Glad you enjoyed the presentation, and I hope your experimentation goes well.
Re: HTTP Stack: "Performance" is such a slippery word here. If what an application is most sensitive to is the time it takes to fulfill one request, then yes, the HTTP stack may be an important component to keep track of, as it plays a role in defining the lower bound of request fulfillment time.
However, since all HTTP requests are handled in parallel, and since any node can handle any request, applications whose main sensitivity is not latency, but is instead throughput or availability, are less likely to find the HTTP stack to be a performance bottleneck.
There is also the option of doing away with the HTTP stack completely, and speaking Erlang straight to Riak.

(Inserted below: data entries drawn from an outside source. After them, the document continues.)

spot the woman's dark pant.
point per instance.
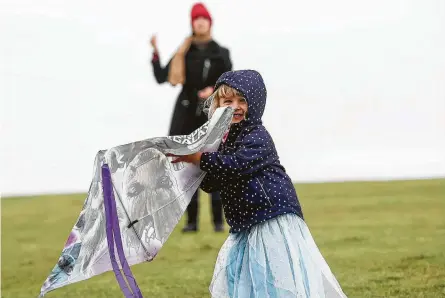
(193, 209)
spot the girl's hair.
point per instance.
(212, 103)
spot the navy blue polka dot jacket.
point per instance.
(246, 169)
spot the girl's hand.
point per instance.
(194, 158)
(154, 43)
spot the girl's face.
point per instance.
(201, 26)
(238, 103)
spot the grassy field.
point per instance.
(380, 240)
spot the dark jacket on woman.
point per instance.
(203, 66)
(246, 170)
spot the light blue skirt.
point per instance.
(274, 259)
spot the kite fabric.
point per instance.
(136, 198)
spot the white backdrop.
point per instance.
(356, 88)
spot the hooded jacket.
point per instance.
(246, 169)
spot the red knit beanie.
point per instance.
(199, 10)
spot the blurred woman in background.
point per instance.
(196, 66)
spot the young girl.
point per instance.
(270, 251)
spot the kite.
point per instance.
(135, 200)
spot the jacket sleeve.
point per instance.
(251, 156)
(160, 73)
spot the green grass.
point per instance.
(381, 239)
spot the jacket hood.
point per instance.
(251, 85)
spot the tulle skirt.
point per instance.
(274, 259)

They serve different purposes. Riak is a DHT (for key sharding) layer intended to run on top of different backends, just like Dynamo. CouchDB has an integrated storage engine. Riak doesn't support range queries (nature of DHT). I'm pretty sure CouchDB does, which is easy for a single node. CouchDB doesn't scale in the sense that it doesn't do any automatic sharding yet. It's quite possible to use CouchDB as a backend of Riak, though it implies crippling some interesting features in CouchDB.

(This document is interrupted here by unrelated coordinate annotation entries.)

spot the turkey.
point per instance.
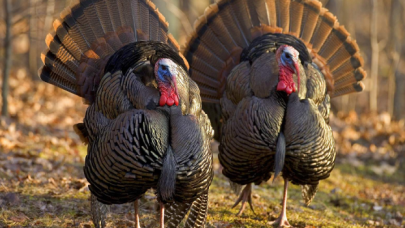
(266, 70)
(144, 125)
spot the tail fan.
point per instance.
(89, 32)
(229, 26)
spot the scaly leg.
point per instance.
(162, 215)
(282, 219)
(245, 196)
(137, 224)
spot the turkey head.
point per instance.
(165, 73)
(287, 58)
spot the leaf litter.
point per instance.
(42, 182)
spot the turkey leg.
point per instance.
(162, 215)
(137, 225)
(245, 196)
(282, 219)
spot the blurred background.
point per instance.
(377, 25)
(41, 156)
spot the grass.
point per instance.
(48, 190)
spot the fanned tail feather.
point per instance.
(231, 25)
(89, 32)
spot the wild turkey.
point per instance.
(144, 126)
(272, 66)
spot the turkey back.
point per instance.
(89, 32)
(230, 27)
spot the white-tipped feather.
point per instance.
(91, 30)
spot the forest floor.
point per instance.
(42, 182)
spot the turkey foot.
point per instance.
(137, 225)
(282, 221)
(162, 215)
(245, 196)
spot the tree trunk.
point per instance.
(33, 35)
(7, 58)
(374, 57)
(395, 104)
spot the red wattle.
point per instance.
(163, 100)
(170, 101)
(288, 90)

Technically, I found CouchDB more interesting as it's more "different" from other approaches.
DHT can certainly support range queries by broadcast and merge. The keyword in the context though is efficiently. Scalaris not a typical Dynamo like DHT. It's based on Chord, so it's possible support range scan with O(logn) metadata RPCs (n is number of nodes.) per query, which I wouldn't call efficient as these RPCs are expensive in that they not very cachable (nature of the DHT, unless the range query is exactly the same.) Typical Bigtable implementation can easily cache portion of metadata with clients and resulting 0 metadata RPC in many cases.
i was at the nyc nosql conference where mongodb, couchdb and riak were all discussed by core contributors. google nyc nosql for more details and possibly slide links. i know slides, video are floating around somewhere.
anyway, mongodb and couchdb are more closely related to each other than they are to riak. a closer comparison to riak would be cassandra (also based off dynamo).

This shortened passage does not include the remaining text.